Ainsi ce sont les pays qui ont amorcé un décollage économique et qui affichent un I.D.H. satisfaisant (Corée du Sud, Mexique) qui connaissent le plus fort ralentissement de leur indice synthétique de fécondité entre 1970 et 1992 (doc.1).


2. Des transformations sociales salutaires.

Les transformations structurelles induites par le développement se traduisent par une amélioration des infrastructures sanitaires et scolaires.

Les progrès médicaux dus aux campagnes de vaccinations, aux progrès de l'hygiène ont favorisé la réduction de la mortalité infantile dont le niveau élevé contribuait au maintien d'une fécondité forte.

L'élévation du niveau de formation de la population et notamment des femmes entraîne une transformation des mentalités favorable à une réduction de la fécondité.

Ainsi, le niveau de fécondité dans les PED est significativement corrélé au niveau scolaire des femmes (doc.3).

On note, par ailleurs, que les économistes tiers-mondistes ont souligné depuis les années 60 que la maîtrise de l'accroissement démographique passe d'abord par le progrès économique et social (cf : Samir AMIN par exemple).


Conclusion


Des progrès significatifs ont été réalisés dans la maîtrise de la démographie des PED.
La Chine ou la Corée du Sud en sont de bons exemples. Cependant, l'analyse montre que les liens entre démographie et développement sont complexes.
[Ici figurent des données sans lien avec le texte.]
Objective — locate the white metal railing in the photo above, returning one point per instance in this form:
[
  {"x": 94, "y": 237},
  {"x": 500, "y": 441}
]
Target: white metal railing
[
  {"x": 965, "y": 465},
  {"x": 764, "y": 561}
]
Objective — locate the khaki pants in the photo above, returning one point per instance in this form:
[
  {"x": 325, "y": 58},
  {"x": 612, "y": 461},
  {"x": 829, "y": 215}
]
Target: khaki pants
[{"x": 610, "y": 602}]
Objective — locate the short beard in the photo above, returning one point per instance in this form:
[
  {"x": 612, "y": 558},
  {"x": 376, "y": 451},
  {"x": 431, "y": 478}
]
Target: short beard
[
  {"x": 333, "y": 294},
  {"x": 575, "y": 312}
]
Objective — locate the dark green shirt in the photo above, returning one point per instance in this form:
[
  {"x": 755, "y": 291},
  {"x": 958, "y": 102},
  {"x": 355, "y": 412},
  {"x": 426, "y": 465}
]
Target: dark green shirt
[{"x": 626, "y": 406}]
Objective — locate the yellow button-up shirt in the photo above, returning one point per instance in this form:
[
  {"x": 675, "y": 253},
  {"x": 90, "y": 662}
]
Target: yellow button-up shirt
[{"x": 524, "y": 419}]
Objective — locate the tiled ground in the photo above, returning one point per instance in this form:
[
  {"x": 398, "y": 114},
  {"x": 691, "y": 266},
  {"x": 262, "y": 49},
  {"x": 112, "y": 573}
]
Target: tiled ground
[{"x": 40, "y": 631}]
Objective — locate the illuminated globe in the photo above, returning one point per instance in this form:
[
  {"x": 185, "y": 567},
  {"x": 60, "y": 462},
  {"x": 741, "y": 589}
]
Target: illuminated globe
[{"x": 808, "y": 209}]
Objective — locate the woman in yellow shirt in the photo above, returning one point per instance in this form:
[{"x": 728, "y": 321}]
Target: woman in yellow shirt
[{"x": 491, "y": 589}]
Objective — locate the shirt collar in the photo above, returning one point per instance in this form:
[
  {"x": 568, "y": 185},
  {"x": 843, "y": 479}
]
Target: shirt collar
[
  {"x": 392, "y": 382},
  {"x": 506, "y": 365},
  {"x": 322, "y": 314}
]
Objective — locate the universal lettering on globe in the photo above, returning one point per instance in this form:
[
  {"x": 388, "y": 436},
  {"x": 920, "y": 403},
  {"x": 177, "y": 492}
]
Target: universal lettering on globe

Des données récentes illustrent en tout cas à quel point les progrès sanitaires (lutte contre la mortalité infantile, hygiène, etc...) et sociaux (alphabétisation, éducation des filles) donnent des résultats probants.

L'examen des difficultés multiples des PED laisse à penser que la maîtrise démographique est sans doute une condition nécessaire du développement mais non suffisante.